The subject of how long Afghan forces could fend off the Taliban came up repeatedly during U.S. military meetings, including two Jason attended in 2007 and 2001, he said. Each time, the consensus was that the Afghan army would fall immediately after the withdrawal of U.S. forces – if not sooner.

“So now, lo and behold, the army collapses. Well, no kidding,” Jason said. “When the (U.S. aid) money started drying up and the Taliban comes in with better paychecks and we are telegraphing internationally that we're out of here, at some point you’ve got to make a calculation for yourself and the safety of your family.”

Ali pointed to these questions as an intelligence failure – the apparent inability of successive U.S. administrations to understand the transactional nature of Afghan culture. It's how the Taliban was able to take over Afghanistan so quickly without using much force, he said.

“That’s just the way Afghanistan works," Ali said. "This all goes back to our fundamental misunderstanding of Afghanistan as a country and how it operates. The tribes there are rooted in ethnicity and tribal and clan affiliation. And those kinds of connections, I think, led to those deal arrangements that were happening very quickly and on the ground. And the U.S. never had really good insight on that.”

Biden's 'buck stops here'

Faced with mounting criticism, Biden returned briefly Monday from Camp David, the Maryland presidential retreat, to deliver a defiant speech in which he declared he stood “squarely behind my decision” and blamed Afghanistan political leaders who “gave up and fled the country.”

The rapid U.S. withdrawal was necessary to end America’s longest war, Biden said, and Ghani had personally promised in June that his U.S.-trained military could – and would – fight to protect the country from a hostile Taliban takeover. “And obviously,” Biden said, “he was wrong."

More: What President Joe Biden said in his address on Afghanistan

But the president focused much of his defense on the strategic decision to leave, one that majority of Americans support, and avoided addressing criticism over the tactics used to evacuate the embassy and the execution of the withdrawal.

He acknowledged the harrowing images of Afghans clinging to U.S. military aircraft and the scramble to evacuate the American embassy, scenes that evoked the U.S. retreat from Saigon at the end of the Vietnam War, and described the withdrawal process as "hard and messy – and yes, far from perfect."

Administration officials echoed Biden’s defense, arguing that they had planned for every contingency, including one in which the Taliban swiftly overran the capital and the U.S. needed to close its embassy.

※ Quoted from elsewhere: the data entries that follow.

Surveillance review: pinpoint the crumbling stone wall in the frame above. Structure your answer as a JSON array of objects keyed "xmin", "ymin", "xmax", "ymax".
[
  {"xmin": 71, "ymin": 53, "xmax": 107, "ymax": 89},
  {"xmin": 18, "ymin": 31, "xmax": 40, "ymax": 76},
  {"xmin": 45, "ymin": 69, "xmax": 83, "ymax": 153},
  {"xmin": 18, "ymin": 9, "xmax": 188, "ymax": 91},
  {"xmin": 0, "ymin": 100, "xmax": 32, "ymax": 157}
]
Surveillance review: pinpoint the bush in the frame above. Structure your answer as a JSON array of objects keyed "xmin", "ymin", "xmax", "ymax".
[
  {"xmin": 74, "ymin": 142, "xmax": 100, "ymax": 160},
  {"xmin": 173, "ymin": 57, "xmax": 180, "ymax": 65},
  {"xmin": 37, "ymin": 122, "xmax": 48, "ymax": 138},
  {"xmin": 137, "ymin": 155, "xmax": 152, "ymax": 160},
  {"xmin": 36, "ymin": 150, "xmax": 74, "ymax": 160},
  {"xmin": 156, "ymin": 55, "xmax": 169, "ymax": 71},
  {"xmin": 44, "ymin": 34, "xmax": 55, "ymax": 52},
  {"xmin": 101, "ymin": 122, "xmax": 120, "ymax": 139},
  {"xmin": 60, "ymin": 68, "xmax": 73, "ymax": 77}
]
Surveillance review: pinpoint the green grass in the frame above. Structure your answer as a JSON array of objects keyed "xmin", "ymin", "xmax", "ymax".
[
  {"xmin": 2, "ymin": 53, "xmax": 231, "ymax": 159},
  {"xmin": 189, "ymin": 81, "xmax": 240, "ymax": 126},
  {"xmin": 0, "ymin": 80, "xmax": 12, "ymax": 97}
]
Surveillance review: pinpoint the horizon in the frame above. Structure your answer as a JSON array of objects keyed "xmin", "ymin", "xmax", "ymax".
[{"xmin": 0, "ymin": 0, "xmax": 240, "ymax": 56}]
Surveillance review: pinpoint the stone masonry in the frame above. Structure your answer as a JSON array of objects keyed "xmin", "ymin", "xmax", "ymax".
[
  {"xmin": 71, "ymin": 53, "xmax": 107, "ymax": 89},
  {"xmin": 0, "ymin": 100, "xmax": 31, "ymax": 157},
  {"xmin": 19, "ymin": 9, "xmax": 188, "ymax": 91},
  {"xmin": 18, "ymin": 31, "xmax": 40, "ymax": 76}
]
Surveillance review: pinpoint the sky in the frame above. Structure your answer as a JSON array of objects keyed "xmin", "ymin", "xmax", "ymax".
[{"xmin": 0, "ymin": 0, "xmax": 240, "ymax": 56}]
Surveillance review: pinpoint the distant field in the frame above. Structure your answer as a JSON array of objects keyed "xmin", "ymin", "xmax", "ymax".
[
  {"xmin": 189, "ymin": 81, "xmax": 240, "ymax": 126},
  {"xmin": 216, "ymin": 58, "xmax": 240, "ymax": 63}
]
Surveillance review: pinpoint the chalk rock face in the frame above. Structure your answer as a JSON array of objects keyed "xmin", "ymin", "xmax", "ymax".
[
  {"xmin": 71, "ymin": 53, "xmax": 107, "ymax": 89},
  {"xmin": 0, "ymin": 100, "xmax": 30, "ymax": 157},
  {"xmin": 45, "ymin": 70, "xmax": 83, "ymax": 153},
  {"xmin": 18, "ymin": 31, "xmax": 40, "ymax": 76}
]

Officials pointed to the 6,000 troops that were deployed to Afghanistan to assist with the evacuation.

One senior administration official, who spoke on condition of anonymity to discuss the matter, noted that Taliban fighters had been gaining ground, especially in rural territories, before Biden took office.

The Taliban has been building a significant military operation since they struck a deal with former President Donald Trump in February 2020, the official said, which was a key factor in the president’s decision-making in the spring.

When the president met Ghani at the White House in July, according to the official, Biden asked him to lead efforts to unite Afghan political factions, display a show of unity in which he brought together political factions in support of his government, and adopt a military strategy that consolidated Afghan security forces and geographic areas where they had the best chance of fighting off the Taliban.

"None of those things happened," the official said.